Responding to Racial Microaggressions in Practice
Webinar event date: 
Jun 19, 2026 11:30 am EDT
Webinar Presenters: 
Amilah Baksh, MSW, RSW, PhD Candidate

Amilah Baksh, MSW, RSW, PhD Candidate (she/her) is a Canadian Muslim woman of Indo-Caribbean descent. She has been a social work educator for more than a decade and is currently a PhD candidate at Wilfrid Laurier University. Her SSHRC-funded doctoral research uses critical autoethnography and narrative interviews with Muslim women educators to explore gendered Islamophobia and anti-Muslim racism in schools and faculties of social work. Amilah’s research has been published in a number of peer-reviewed journals, and she has presented initial findings of her work at international conferences.

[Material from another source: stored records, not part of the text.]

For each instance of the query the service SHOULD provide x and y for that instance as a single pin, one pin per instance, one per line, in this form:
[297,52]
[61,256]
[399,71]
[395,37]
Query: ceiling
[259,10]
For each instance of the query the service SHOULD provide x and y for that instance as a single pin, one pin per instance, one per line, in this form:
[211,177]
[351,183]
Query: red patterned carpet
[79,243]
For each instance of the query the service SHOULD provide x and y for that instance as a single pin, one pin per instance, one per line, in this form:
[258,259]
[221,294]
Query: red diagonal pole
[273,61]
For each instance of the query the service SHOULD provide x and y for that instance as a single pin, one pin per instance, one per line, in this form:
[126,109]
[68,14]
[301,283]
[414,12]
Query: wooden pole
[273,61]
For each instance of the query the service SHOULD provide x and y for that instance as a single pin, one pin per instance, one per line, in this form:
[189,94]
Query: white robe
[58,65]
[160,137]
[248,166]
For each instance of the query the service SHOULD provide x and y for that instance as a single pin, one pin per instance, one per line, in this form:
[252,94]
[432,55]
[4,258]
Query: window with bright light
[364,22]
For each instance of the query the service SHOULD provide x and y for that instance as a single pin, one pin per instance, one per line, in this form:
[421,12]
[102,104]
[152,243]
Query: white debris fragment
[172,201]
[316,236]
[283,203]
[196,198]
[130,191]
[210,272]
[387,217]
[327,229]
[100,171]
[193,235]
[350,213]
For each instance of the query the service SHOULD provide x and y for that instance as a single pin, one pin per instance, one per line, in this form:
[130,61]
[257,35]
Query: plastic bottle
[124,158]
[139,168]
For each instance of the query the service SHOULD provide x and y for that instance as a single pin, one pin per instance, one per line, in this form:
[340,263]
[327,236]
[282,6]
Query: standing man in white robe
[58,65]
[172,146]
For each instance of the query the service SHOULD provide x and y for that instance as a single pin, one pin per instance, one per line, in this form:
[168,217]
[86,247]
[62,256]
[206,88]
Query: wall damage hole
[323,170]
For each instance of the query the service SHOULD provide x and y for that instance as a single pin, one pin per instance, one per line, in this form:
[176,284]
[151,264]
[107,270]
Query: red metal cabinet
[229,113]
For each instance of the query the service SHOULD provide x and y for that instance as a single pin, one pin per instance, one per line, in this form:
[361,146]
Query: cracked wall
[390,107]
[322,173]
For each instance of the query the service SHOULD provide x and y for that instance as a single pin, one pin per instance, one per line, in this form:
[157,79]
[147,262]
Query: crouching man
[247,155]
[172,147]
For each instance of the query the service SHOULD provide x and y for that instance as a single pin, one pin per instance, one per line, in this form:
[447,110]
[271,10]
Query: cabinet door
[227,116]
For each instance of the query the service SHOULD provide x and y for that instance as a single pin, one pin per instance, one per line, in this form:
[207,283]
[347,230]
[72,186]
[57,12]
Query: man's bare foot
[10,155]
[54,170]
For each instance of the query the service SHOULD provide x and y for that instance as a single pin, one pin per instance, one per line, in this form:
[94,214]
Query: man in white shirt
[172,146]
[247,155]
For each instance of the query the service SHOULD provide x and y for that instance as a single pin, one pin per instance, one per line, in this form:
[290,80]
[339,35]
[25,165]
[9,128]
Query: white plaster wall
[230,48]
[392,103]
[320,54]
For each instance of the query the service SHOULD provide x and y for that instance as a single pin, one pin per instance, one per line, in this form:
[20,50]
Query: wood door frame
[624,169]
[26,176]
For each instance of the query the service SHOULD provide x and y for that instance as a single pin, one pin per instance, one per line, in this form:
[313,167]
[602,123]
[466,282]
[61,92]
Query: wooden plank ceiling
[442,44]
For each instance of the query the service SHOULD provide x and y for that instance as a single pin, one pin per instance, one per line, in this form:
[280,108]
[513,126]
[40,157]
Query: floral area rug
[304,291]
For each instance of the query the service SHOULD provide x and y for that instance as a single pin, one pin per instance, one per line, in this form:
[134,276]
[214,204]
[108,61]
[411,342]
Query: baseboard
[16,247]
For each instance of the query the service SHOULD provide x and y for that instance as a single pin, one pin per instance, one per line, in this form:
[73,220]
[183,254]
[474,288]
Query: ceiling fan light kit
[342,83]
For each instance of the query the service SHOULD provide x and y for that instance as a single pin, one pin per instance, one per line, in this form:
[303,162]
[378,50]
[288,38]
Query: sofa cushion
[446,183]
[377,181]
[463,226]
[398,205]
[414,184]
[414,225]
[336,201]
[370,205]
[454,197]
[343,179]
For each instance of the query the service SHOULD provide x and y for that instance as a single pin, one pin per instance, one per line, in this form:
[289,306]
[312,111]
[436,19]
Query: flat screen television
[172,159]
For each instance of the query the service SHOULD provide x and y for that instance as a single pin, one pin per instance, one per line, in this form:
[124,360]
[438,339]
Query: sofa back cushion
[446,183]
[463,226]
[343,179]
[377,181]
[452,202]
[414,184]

Amilah is also a registered social worker, whose practice experience spans child welfare, clinical social work and community organizing at the intersections of race, faith and mental health.

Description

While social work is often framed as a profession that is uniquely attuned to racism, through espoused professional values and commitments to anti-racist and anti-oppressive practice, the experiences of racialized service users and service providers alike affirm that this is not the case.

In this webinar, Amilah will use her critical scholarship, research, clinical expertise, her lived experiences as a racialized social worker, and her encounters with racial and religious microaggressions, as a jumping off point to discuss the impact of racial harm in the field of social work. Participants will be taken through three examples accompanied by practical strategies for intervention. This presentation is ideal for racialized social workers and service providers who are navigating harm in their practice, and for white accomplices and allies who are interested in supporting their racialized colleagues.